21.5.5 Compare Candidate Models in Training Sample

So we have at least four candidate models: fit1, fit5, fit6 and fit7.

compare_models(fit1, fit7, fit6, fit5)

Parameter                   |                        fit1
---------------------------------------------------------
(Intercept)                 | -291.03 (-1476.93,  894.86)
wbank income [Low]          |  -28.88 ( -307.33,  249.58)
wbank income [Lower-middle] | -186.50 ( -382.54,    9.54)
wbank income [Upper-middle] | -284.94 ( -432.67, -137.21)
hale 2000                   |   59.94 (   49.94,   69.94)
births attend               |    4.81 (    0.64,    8.99)
ihr core cap                |    4.65 (    0.96,    8.35)
covid vax100                |    3.02 (    0.49,    5.56)
univ care [yes]             |   44.22 (  -76.62,  165.05)
female 22                   |   -2.05 (  -20.01,   15.91)
avg tempc                   |   -5.48 (  -12.91,    1.95)
rural 22                    |    1.67 (   -1.54,    4.89)
---------------------------------------------------------
Observations                |                         128

Parameter                   |                       fit7
--------------------------------------------------------
(Intercept)                 | -263.05 (-974.18,  448.09)
wbank income [Low]          |    1.60 (-263.85,  267.06)
wbank income [Lower-middle] | -157.94 (-337.70,   21.81)
wbank income [Upper-middle] | -279.75 (-420.99, -138.52)
hale 2000                   |   58.86 (  49.13,   68.58)
births attend               |    4.87 (   0.71,    9.02)
ihr core cap                |    4.42 (   0.87,    7.98)
covid vax100                |    3.00 (   0.50,    5.49)
univ care [yes]             |   35.15 ( -81.32,  151.62)
female 22                   |                           
avg tempc                   |   -5.35 ( -11.81,    1.10)
rural 22                    |                           
--------------------------------------------------------
Observations                |                        128

Parameter                   |                       fit6 |                        fit5
--------------------------------------------------------------------------------------
(Intercept)                 | -288.36 (-992.56,  415.84) | -439.16 (-1125.27,  246.94)
wbank income [Low]          |    1.23 (-263.48,  265.94) |  -33.50 ( -296.90,  229.91)
wbank income [Lower-middle] | -165.91 (-343.22,   11.40) | -194.85 ( -370.09,  -19.62)
wbank income [Upper-middle] | -280.72 (-421.53, -139.91) | -300.61 ( -440.45, -160.78)
hale 2000                   |   59.16 (  49.52,   68.80) |   59.49 (   49.78,   69.19)
births attend               |    4.96 (   0.83,    9.10) |    5.29 (    1.15,    9.44)
ihr core cap                |    4.58 (   1.08,    8.09) |    5.04 (    1.55,    8.53)
covid vax100                |    3.08 (   0.61,    5.55) |    2.86 (    0.39,    5.34)
univ care [yes]             |                            |                            
female 22                   |                            |                            
avg tempc                   |   -5.42 ( -11.86,    1.01) |                            
rural 22                    |                            |                            
--------------------------------------------------------------------------------------
Observations                |                        128 |                         128

compare_performance(fit1, fit7, fit6, fit5, rank = TRUE)
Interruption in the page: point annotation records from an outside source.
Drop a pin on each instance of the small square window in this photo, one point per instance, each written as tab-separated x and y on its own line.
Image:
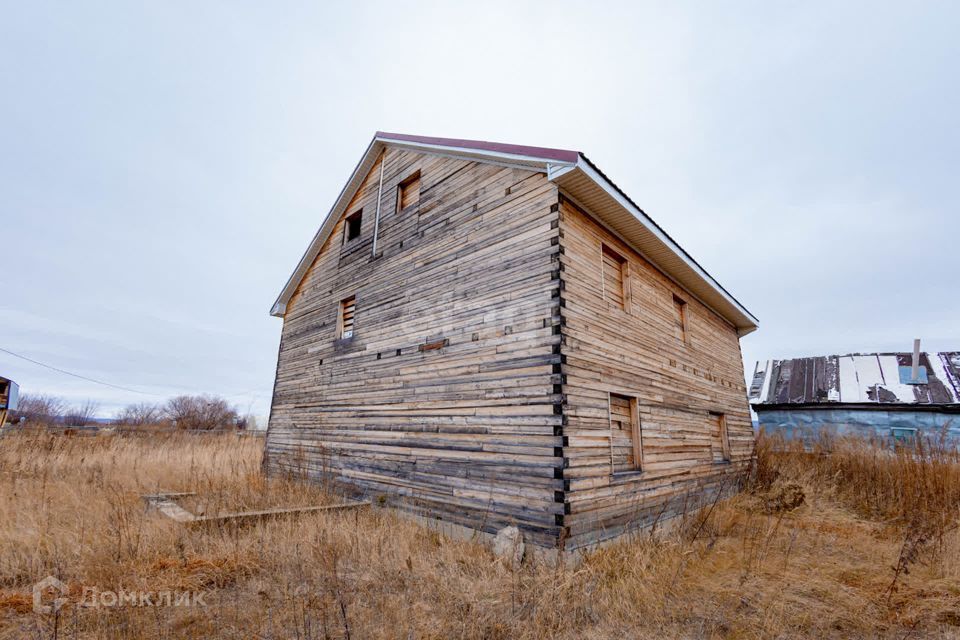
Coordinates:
408	192
719	439
352	227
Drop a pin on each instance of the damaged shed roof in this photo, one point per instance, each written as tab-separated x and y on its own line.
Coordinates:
871	378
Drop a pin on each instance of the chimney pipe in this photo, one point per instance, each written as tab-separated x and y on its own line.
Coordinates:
915	373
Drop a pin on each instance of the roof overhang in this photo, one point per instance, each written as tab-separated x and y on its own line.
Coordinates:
579	180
# Comparison of Model Performance Indices

Name | Model |    R2 | R2 (adj.) |    RMSE |   Sigma | AIC weights
------------------------------------------------------------------
fit6 |    lm | 0.887 |     0.879 | 256.106 | 265.614 |       0.460
fit7 |    lm | 0.887 |     0.879 | 255.719 | 266.334 |       0.206
fit5 |    lm | 0.884 |     0.878 | 259.088 | 267.585 |       0.284
fit1 |    lm | 0.888 |     0.878 | 254.555 | 267.398 |       0.050

Name | AICc weights | BIC weights | Performance-Score
-----------------------------------------------------
fit6 |        0.463 |       0.272 |            81.52%
fit7 |        0.170 |       0.029 |            50.10%
fit5 |        0.341 |       0.699 |            32.76%
fit1 |        0.026 |    4.08e-04 |            31.29%

plot(compare_performance(fit1, fit7, fit6, fit5))

It looks like the six-predictor model is the best choice (but just barely) using adjusted \(R^2\), \(\sigma\) and AIC. Let’s look at the test sample.

21.5.6 Compare Candidate Models in Test Sample

test1 <- augment(fit1, newdata = ctry_si_test) |>
  mutate(mod_n = "Model 1 (KS)")
test7 <- augment(fit7, newdata = ctry_si_test) |>
  mutate(mod_n = "Model 7")
test6 <- augment(fit6, newdata = ctry_si_test) |>
  mutate(mod_n = "Model 6")
test5 <- augment(fit5, newdata = ctry_si_test) |>
  mutate(mod_n = "Model 5")

test_res <- bind_rows(test1, test7, test6, test5) |>
  mutate(predicted_haleall = sqrt(.fitted),
         resid_haleall = hale_all - predicted_haleall) |>
  select(mod_n, country_name, hale_all, 
         predicted_haleall, resid_haleall, everything()) |>
  arrange(c_num, mod_n)

Next, we’ll summarize the MAPE, median and maximum absolute prediction errors, the RMSPE and the validated \(R^2\) across our four models

test_res |> 
    group_by(mod_n) |>
    summarise(MAPE = mean(abs(resid_haleall)),
              medAPE = median(abs(resid_haleall)),
              maxAPE = max(abs(resid_haleall)),
              RMSPE = sqrt(mean(resid_haleall^2)),
              rsqr = cor(hale_all, predicted_haleall)^2) |>
  kable()

mod_n	MAPE	medAPE	maxAPE	RMSPE	rsqr
Model 1 (KS)	1.399561	1.172160	4.242786	1.682548	0.9063445
Model 5	1.387650	1.091875	3.818286	1.700453	0.9009602
Model 6	1.357642	1.198238	4.019098	1.660509	0.9072666
Model 7	1.347411	1.168969	3.973297	1.637438	0.9092709

We see that:

Model 6 has the smallest mean, median and maximum average prediction error, but
Model 7 has the smallest RMSPE and largest validated \(R^2\).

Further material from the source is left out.